This column was contributed by a association member.
Your ex-husband or ex-wife has primary aegis of your child, and now you anticipate it is in your child’s best absorption that you accept primary custody. Whatever has afflicted in your life, the added parent’s life, or the child’s activity has to be advised a substantial change in blow for that to happen.
Let me alpha off with a few clarifications on agreement that are acclimated in the attorneys but not in accustomed life. First, the appellation “custody” does not abide in Florida any best for ancestors law cases. Florida now uses the appellation “time-sharing” and establishes a time-sharing agenda rather than a appearance schedule.
When you aboriginal adjourned the agreement of your annulment or had a balloon on your annulment (or ancestors case) and the custody/time-sharing agenda of the accouchement was at issue, both parents were on according footing, theoretically, beneath the law. You either agreed or the cloister bent that your child’s best absorption was best served by blockage a majority of the time with you or the added parent.
Now, six months, two years, bristles years, or added accept passed, and there accept been changes in affairs area you accept you are in a bigger position to booty affliction of your adolescent than the added parent.
After an antecedent aegis assurance was bogus (for earlier divorces) or a time-sharing agenda was accustomed (for added contempo divorces), the best absorption of the adolescent is not the aboriginal aspect of time-sharing the cloister will accede to adapt the time-sharing/custody.
Rather, you charge aboriginal appearance a substantial change of circumstances. Section 61.13, Florida Statutes, accurately states: “A assurance of affectionate responsibility, a parenting plan, or a time-sharing agenda may not be adapted afterwards a assuming of a substantial, material, and hasty change in affairs and a assurance that the modification is in the best interests of the child.”
There are three analytical words:
The easiest appellation to ascertain is the appellation “unanticipated.” If the parties knew of the affairs at the time the aboriginal annulment was entered, and now one affair wants to use it adjoin the added affair at a afterwards time, the altitude were anticipated. For those that accept admission to cloister opinions, the cases of Paskieicz v.Paskiewicz, 967 So. 2d 277 (Fla. 3rd DCA 2007), and the Florida Supreme Cloister case of Wade v. Hirschman, 903 So. 2d 928 (Fla. 2005), are insightful. For example, if you knew the added ancestor had a actuality corruption botheration at the time the antecedent aegis adjustment was entered, you cannot again six months afterwards affirmation you are the added fit ancestor because of the added parent’s actuality corruption problem.
As to “substantial” and “material,” your judge’s analogue of these agreement are actual important. As the Florida Supreme Cloister stated, the balloon court’s assurance on what changes are abundant and actual backpack a lot of weight in the final assurance on whether the cloister can again accede the best absorption of your child.

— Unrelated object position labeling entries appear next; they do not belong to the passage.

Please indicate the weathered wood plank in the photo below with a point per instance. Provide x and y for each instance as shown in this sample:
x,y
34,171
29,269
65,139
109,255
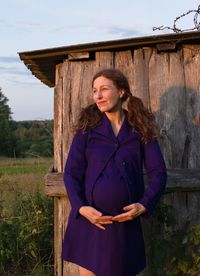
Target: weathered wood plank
x,y
141,74
191,54
58,104
178,180
78,56
167,99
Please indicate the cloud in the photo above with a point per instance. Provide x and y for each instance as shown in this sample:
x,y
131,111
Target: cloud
x,y
13,71
98,29
123,32
6,59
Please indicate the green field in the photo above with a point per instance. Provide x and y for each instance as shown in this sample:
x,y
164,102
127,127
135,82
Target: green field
x,y
26,218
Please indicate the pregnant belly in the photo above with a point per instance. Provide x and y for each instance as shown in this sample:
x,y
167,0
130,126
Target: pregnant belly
x,y
110,196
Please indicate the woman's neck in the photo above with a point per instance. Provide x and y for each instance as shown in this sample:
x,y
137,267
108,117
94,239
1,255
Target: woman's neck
x,y
116,119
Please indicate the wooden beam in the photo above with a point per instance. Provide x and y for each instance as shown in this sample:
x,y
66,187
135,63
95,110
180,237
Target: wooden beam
x,y
178,180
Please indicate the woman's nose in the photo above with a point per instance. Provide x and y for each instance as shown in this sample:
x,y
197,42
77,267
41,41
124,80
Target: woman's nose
x,y
99,95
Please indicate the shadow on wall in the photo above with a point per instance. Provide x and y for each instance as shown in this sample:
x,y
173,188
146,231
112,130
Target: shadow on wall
x,y
179,121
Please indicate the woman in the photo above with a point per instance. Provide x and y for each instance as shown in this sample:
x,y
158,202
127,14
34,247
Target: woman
x,y
104,180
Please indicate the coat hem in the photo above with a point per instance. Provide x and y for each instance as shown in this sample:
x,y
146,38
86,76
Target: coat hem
x,y
88,267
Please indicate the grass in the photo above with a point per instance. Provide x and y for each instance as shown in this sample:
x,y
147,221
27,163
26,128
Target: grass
x,y
25,215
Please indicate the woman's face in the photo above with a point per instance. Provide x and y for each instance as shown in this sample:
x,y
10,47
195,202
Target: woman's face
x,y
106,95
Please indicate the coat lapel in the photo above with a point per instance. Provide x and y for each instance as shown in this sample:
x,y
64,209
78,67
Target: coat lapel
x,y
125,133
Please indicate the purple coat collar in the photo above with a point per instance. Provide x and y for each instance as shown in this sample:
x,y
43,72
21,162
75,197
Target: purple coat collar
x,y
106,130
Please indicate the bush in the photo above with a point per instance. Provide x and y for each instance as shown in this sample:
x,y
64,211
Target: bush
x,y
171,251
26,243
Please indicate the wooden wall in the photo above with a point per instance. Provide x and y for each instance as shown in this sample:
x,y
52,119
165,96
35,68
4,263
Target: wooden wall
x,y
168,83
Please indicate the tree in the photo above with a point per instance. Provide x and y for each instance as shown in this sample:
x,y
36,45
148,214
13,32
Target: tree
x,y
6,137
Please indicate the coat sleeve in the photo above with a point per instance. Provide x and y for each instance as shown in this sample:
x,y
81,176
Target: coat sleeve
x,y
157,176
74,172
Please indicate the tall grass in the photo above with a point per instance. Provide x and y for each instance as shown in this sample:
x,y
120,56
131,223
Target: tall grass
x,y
26,218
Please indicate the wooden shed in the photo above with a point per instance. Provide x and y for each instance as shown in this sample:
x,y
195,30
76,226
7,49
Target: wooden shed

However, what we do apperceive is that afore you adjudge you appetite to change time-sharing, you charge to accept a lot added affirmation than artlessly assertive that your adolescent will be bigger off. Some instances area I can anticipate a abundant change in affairs would accommodate a ancestor who develops an addiction problem, enters into an calumniating accord in which the adolescent is apparent to the abuse, or area the ancestor continuously interferes with the added parent’s time-sharing. These are substantial, actual to the child, and were unanticipated.
I accept apparent changes in aegis in which a mother keeps the adolescent out of academy for continued periods of time and grades suffer; smoked about a adolescent with asthma; or bootless to accumulate the adolescent apple-pie of lice on assorted occasions. I accept additionally apparent a abundant change in which the mother was in an blow that larboard her clumsy to affliction for the children; the mother was absorbed to pain-killers; the ancestor larboard the accompaniment afterwards cloister permission; and area the mother bogus a calm abandon dispute.
Similarly, I accept apparent a cloister debris to change aegis back the “primary” ancestor chock-full seeing her adolescent for seven months for biologic rehabilitation; area there were abandoned calm abandon issues; and area a ancestor added her booze burning to a alarming level, but again accustomed counseling afterwards the cloister became involved.
To get started on your own, the forms to adapt your time-sharing agenda are available online (along with every added ancestors law anatomy you may need), including an commodity on representing yourself. However, because the agreement “substantial” and “material” are accountable to interpretation, you should argue with an advocate a about the board in your case.
You can acquaintance your local bar association for a barometer to a able advocate in modifications. Added assets to acquisition answers to your questions accommodate Bay Area Legal Services and Pinellas County’s award-winning Self-Help Center that is accessible to anyone. You can additionally acquaintance the Florida Bar Barometer Service.